His weight-loss book, which once topped best-seller lists, was the focus of the criminal conviction and a related civil case brought by the Federal Trade Commission, in which Trudeau was ordered to pay a $37 million judgment.

Trudeau said he couldn’t pay the civil judgment because he’s broke. But the FTC noted Trudeau spent lavishly in recent years, including $359 on two haircuts. Trudeau claimed not to know where $100,000 in gold bars that he bought had gone.

He sold more than 850,000 copies of the weight book, generating $39 million in revenue, prosecutors say. But his lawyers have argued it can only be said 67 buyers were defrauded because that’s how many complained to consumer protection agencies.

He’s been in custody ever since, and at his sentencing Monday, Trudeau got an earful from the prosecutors.
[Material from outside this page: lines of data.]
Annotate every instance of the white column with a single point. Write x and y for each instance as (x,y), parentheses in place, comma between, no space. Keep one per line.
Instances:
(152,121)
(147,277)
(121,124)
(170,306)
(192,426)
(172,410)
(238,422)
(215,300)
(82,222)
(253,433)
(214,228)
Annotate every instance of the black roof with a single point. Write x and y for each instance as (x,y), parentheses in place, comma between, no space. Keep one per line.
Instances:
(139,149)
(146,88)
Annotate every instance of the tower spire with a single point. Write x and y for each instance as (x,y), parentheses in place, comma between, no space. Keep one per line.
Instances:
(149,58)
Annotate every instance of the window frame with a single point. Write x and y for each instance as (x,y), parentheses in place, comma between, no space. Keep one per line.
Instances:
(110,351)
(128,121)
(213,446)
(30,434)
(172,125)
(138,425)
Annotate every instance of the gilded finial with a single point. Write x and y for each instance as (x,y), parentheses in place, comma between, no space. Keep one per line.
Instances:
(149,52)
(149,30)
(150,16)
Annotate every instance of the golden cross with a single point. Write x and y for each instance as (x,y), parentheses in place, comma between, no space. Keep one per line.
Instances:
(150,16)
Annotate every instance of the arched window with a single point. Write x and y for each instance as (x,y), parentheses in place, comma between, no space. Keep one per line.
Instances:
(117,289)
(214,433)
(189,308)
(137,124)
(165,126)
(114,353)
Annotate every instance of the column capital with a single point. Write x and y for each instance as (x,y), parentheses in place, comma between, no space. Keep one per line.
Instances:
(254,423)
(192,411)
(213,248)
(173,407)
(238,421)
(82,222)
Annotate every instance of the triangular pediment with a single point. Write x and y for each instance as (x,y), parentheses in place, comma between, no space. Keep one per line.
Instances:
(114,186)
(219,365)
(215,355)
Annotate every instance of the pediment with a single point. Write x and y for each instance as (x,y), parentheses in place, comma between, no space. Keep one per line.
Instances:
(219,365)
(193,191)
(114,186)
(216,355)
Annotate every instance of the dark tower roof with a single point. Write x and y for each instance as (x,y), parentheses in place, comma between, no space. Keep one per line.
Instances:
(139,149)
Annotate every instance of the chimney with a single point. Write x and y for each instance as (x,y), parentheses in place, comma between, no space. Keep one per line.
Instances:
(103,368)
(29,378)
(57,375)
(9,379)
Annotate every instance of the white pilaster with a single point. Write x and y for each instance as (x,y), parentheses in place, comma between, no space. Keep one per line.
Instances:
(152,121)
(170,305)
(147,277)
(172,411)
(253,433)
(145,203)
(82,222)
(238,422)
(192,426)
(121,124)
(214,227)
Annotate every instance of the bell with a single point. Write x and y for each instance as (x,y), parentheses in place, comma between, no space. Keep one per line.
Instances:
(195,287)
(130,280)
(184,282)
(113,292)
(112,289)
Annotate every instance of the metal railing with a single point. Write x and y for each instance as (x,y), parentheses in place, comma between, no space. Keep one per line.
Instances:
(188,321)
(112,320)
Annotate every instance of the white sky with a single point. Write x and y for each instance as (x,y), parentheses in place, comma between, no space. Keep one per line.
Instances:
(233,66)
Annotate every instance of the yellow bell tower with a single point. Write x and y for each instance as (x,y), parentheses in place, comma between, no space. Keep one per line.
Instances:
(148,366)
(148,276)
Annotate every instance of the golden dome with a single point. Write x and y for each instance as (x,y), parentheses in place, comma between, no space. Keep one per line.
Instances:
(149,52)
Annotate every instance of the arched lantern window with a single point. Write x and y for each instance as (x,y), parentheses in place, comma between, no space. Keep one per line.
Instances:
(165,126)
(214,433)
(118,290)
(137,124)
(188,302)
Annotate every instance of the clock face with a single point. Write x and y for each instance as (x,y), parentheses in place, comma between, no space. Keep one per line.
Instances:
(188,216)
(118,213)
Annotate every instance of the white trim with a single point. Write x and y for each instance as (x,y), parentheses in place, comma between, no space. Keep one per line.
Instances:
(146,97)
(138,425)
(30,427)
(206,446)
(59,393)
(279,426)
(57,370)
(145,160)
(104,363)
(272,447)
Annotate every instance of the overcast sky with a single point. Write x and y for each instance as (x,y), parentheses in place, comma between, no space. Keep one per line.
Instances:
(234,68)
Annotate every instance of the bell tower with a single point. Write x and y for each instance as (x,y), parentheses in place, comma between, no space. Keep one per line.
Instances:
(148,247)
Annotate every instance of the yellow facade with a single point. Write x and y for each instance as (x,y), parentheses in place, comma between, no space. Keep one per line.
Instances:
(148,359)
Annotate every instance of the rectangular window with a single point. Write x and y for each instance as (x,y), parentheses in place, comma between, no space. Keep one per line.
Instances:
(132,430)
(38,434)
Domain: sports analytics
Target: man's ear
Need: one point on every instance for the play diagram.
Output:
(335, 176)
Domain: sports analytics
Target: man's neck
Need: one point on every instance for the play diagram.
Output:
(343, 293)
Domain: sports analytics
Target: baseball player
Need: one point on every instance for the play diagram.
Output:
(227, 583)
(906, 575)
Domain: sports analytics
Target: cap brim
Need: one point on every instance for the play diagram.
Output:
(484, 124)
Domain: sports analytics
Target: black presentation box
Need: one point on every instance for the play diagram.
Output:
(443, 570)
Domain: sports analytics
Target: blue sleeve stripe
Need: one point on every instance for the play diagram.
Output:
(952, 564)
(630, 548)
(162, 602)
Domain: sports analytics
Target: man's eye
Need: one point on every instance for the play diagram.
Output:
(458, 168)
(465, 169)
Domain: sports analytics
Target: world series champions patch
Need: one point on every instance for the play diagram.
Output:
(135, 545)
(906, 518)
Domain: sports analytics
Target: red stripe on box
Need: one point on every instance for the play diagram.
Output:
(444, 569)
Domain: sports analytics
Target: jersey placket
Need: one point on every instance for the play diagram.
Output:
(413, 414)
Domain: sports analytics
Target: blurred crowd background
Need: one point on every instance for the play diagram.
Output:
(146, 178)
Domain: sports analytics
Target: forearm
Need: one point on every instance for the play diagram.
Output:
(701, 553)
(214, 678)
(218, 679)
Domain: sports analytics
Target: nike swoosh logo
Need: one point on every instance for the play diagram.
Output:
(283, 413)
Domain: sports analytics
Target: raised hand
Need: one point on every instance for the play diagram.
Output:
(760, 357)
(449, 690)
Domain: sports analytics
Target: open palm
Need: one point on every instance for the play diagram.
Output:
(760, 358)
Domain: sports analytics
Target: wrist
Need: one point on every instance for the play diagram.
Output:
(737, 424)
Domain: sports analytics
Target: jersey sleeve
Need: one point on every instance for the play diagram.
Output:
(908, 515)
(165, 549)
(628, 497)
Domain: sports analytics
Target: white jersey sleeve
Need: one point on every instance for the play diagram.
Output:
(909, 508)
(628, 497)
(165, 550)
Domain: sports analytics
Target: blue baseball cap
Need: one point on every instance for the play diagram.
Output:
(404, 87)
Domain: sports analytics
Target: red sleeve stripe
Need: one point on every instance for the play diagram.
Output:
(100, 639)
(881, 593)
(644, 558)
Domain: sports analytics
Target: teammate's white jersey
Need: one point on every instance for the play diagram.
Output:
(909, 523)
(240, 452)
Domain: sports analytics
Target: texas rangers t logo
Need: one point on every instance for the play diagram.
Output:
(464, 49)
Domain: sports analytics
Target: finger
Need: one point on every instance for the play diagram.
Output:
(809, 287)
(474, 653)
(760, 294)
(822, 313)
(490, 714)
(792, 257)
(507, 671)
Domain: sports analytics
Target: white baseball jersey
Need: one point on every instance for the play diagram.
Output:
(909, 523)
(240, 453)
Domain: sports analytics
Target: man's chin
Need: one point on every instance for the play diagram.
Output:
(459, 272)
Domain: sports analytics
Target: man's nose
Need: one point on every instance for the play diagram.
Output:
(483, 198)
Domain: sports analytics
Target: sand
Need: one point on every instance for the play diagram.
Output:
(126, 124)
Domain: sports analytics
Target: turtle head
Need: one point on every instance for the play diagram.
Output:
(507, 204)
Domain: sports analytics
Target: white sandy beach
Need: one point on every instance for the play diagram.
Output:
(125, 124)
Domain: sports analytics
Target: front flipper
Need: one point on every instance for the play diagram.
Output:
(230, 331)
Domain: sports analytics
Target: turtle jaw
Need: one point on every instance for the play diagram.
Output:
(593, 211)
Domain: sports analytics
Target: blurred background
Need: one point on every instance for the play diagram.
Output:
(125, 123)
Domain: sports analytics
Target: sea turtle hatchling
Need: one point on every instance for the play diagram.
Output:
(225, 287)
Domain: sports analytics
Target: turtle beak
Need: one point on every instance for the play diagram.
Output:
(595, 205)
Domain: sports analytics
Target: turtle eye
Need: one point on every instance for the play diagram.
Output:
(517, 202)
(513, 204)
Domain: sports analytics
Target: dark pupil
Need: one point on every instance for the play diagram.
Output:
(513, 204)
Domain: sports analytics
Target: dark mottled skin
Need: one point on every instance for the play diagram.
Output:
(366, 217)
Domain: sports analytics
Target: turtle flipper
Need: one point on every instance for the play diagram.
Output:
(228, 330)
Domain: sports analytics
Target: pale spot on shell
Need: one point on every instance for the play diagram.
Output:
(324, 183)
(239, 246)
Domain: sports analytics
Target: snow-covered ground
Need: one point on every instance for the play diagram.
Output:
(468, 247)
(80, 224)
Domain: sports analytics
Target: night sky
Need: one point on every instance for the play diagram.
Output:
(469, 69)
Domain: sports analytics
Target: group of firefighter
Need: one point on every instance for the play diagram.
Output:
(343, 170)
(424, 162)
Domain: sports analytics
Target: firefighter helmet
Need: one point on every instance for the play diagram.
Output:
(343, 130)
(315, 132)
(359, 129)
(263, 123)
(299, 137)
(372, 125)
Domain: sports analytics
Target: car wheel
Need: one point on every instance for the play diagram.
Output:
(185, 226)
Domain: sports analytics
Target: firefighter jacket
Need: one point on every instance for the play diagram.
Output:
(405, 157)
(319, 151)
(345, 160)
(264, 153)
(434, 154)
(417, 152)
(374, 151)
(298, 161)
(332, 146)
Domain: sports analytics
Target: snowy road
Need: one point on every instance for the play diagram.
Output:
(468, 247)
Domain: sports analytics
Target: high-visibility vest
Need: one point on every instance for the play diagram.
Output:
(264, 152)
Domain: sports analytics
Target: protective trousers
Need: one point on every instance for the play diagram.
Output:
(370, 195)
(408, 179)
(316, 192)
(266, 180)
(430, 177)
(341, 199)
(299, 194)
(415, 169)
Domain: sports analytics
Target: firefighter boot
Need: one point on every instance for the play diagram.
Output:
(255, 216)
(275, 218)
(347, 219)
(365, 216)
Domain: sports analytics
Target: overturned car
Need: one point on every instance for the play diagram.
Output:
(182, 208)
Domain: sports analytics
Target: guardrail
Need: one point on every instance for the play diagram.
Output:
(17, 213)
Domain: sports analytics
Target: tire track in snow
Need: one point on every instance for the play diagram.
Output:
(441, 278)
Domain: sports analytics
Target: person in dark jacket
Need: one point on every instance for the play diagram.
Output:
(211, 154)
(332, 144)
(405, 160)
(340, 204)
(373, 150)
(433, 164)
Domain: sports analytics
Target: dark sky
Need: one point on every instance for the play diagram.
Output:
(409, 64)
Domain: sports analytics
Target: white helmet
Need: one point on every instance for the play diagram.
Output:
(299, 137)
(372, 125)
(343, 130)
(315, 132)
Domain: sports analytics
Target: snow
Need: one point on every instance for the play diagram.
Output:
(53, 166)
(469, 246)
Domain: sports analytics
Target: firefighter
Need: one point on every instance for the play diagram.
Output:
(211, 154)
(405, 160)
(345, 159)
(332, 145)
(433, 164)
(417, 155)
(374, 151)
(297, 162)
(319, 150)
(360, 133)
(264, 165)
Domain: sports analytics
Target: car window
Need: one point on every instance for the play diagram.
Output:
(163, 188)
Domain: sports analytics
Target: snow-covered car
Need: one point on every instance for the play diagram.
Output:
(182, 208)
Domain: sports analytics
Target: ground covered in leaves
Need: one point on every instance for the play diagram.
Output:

According to CNN, they called Trudeau an “unrepentant, untiring, and uncontrollable huckster who has defrauded the unsuspecting for 30 years.”

Even though there are stories of people going off prescription medicines at Trudeau’s advice (laid out in a 2007 takedown from 20/20’s inimitable John Stossel), Trudeau’s lawyers offered a weak defense: even if the book’s claims were total fabrications, noone was taken for more than the cost of the $30 book, so no one can claim the “defendant’s actions shattered lives.”

 

Julia Fleischaker is the director of marketing and publicity at Melville House.